Партийная верхушка шуток не понимала, одобряя строительство дома призрения для лечения от недуга невменяемых. Как говорится, если ты такой умный, что же не в психбольнице?
— Придержи язык. Время сложное! — посоветовала мама.
— Хорошо! — согласился отец. — Включи телевизор, а я пойду куплю клетку.
— Для чего нам клетка? — не поняла она.
— Должны же попугаи где-то жить?
Было начало июня, и летний дождь, теплый, с крупными каплями размером с перепелиное яйцо, лил три дня и три ночи, не переставая. Капли падали, ударяясь о земную твердь с тихим шипением, пузырились и лопались, словно те самые перепелиные яйца, которые разбивают на раскаленную сковороду во время приготовления вкусного завтрака. Верный признак продолжительности светопредставления. Море бушевало и ревело, рычало, как сидящий на цепи раненый лев. Текли мутные ручьи, все разрастаясь и набирая силу, ищущие союзников для озорства и шалости, грозя со временем перерасти в тот стихийный разгул, который часто оканчивается для человека печально.
Отец поднялся с дивана, оделся, взял на руки маскировочный халат, выменянный у военных за чачу, в придачу получивший и щенка немецкой овчарки, постоял на веранде и вышел на крыльцо. Накинув на себя длинный брезентовый плащ с капюшоном, он походил теперь на монаха, в ненастье собравшегося на молитву.

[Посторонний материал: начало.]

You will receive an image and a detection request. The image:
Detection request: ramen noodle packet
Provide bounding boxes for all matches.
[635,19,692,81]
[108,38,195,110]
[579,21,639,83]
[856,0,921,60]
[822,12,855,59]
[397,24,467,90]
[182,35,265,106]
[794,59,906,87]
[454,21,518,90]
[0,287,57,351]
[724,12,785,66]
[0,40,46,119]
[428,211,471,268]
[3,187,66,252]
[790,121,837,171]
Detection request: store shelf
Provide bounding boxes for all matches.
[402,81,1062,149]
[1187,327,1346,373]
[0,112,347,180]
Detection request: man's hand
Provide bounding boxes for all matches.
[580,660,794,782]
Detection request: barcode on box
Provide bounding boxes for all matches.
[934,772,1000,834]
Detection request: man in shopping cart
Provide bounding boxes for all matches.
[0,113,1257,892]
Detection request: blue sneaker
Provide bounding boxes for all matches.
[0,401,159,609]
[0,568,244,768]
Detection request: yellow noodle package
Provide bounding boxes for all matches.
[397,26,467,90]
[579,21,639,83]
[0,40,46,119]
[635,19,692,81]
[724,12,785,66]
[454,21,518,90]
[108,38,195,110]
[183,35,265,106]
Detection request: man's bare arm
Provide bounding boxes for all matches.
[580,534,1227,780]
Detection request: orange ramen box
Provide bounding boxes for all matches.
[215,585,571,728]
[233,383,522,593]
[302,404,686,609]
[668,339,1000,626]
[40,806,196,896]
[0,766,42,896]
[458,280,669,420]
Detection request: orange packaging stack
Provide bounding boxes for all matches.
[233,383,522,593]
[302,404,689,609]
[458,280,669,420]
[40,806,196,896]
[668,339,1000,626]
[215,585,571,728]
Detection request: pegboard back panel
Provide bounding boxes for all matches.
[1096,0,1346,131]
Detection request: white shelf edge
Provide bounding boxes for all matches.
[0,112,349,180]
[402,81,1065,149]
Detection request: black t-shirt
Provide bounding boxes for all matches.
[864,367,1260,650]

— Ты куда? — удивилась мама. — Дождь же на дворе.
— Да? — Еще сильнее удивился отец. — А я думал, мне мерещится.
Он встал у бетонной вазы, венчающей лестницу, и начал ловить капли падающего дождя, стараясь удержать их в раскрытой ладони. Читающий пугающе много, видевший, знавший и познавший не меньше, с экспериментом с каплями, конечно, он удивил меня.
— Парники пропали! — Уже спустившись с лестницы, сообщил он.
Прозрачно-матовые обрывки целлофана плавали на переднем дворе.
— Я вижу! — ответила мама, с веранды изучающе поглядывая на недавно цветущий огород за домом. Недозрелые помидоры, огурцы, арбузы, маленькие, будто игрушечные, слетевшие с деревьев неспелые плоды персиков и груш (яблоки продолжали держать оборону) — все плавало в мутной жиже. Плохо, что поток смывал и плодородную почву.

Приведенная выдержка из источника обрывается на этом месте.